La religiosidad popular se expresa como Dios la da a entender. A veces de
modo incoherente. Es el caso del despropósito piadoso que representa al niño
Enmanuel, impartiendo con su manita recién nacida su bendición a los hombres de
buena voluntad que se acercaron a él, tras ser convocados por esos angelotes
regordetes y alados con los que vestimos nuestros belenes. Y no, no pudo ser así,
porque por mucho que fuera Hijo de Dios, el recién nacido tuvo que ser un bebé
inerme, con sus arrugados dedos y quebradizas uñitas cerrados en apretados
puños, recogido en postura fetal y dormido al calor del seno materno virginal.
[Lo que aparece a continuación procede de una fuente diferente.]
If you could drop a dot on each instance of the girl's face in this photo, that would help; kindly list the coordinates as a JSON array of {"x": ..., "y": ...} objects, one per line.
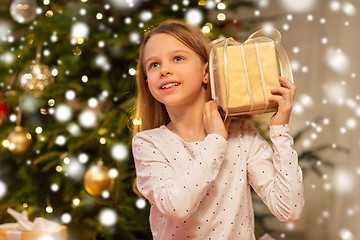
[{"x": 175, "y": 73}]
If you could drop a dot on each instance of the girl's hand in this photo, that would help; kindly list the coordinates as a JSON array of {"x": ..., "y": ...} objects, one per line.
[
  {"x": 212, "y": 120},
  {"x": 284, "y": 96}
]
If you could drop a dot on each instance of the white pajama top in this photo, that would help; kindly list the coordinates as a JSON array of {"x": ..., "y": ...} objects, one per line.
[{"x": 201, "y": 190}]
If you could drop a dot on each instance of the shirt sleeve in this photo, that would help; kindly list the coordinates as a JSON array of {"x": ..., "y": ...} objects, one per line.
[
  {"x": 176, "y": 195},
  {"x": 275, "y": 174}
]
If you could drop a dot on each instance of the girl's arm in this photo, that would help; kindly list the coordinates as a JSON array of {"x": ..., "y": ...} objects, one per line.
[
  {"x": 275, "y": 174},
  {"x": 177, "y": 195}
]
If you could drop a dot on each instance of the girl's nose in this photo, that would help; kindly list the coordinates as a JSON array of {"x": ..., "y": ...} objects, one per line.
[{"x": 165, "y": 70}]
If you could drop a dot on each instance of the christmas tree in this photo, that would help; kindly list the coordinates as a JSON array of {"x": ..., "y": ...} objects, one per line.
[{"x": 67, "y": 87}]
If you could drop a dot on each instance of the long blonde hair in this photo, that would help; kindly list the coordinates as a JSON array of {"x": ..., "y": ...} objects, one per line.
[{"x": 149, "y": 111}]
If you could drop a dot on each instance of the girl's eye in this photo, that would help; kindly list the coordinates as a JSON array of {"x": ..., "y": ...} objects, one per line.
[
  {"x": 154, "y": 65},
  {"x": 178, "y": 58}
]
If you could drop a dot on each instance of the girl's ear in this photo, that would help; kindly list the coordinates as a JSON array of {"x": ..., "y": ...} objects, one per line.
[{"x": 206, "y": 73}]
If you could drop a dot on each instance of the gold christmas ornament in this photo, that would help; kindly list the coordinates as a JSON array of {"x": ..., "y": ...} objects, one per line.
[
  {"x": 36, "y": 78},
  {"x": 20, "y": 140},
  {"x": 23, "y": 11},
  {"x": 97, "y": 180}
]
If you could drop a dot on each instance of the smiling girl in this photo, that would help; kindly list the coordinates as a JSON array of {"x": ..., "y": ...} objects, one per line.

Habría pesado, quizá, entre 2,5 y 4 kilogramos y medido entre 35 y 45
centímetros de largo. No, un ser tan frágil no pudo bendecirnos. Otra cosa es
que los angelotes dieran voces al universo entero con la buenanueva que inició
la historia de la Redención, la que aún fecha nuestros días hasta que el
laicismo que nos corroe repare en ello y establezca una nueva datación, aprovechando
las témporas o los plenilunios. Qué sé yo.
Este año voy a poner en mi belén un nene recién nacido, a un mamoncillo como
éstos que tengo ante mí, que sólo lloran por hambre o por incomodidad, porque
no conocen el frío. Será en coherencia con las ciencias humanas y en homenaje a
los millones de bebés por el hombre exterminados. Y me sentiré bendecido por
Él.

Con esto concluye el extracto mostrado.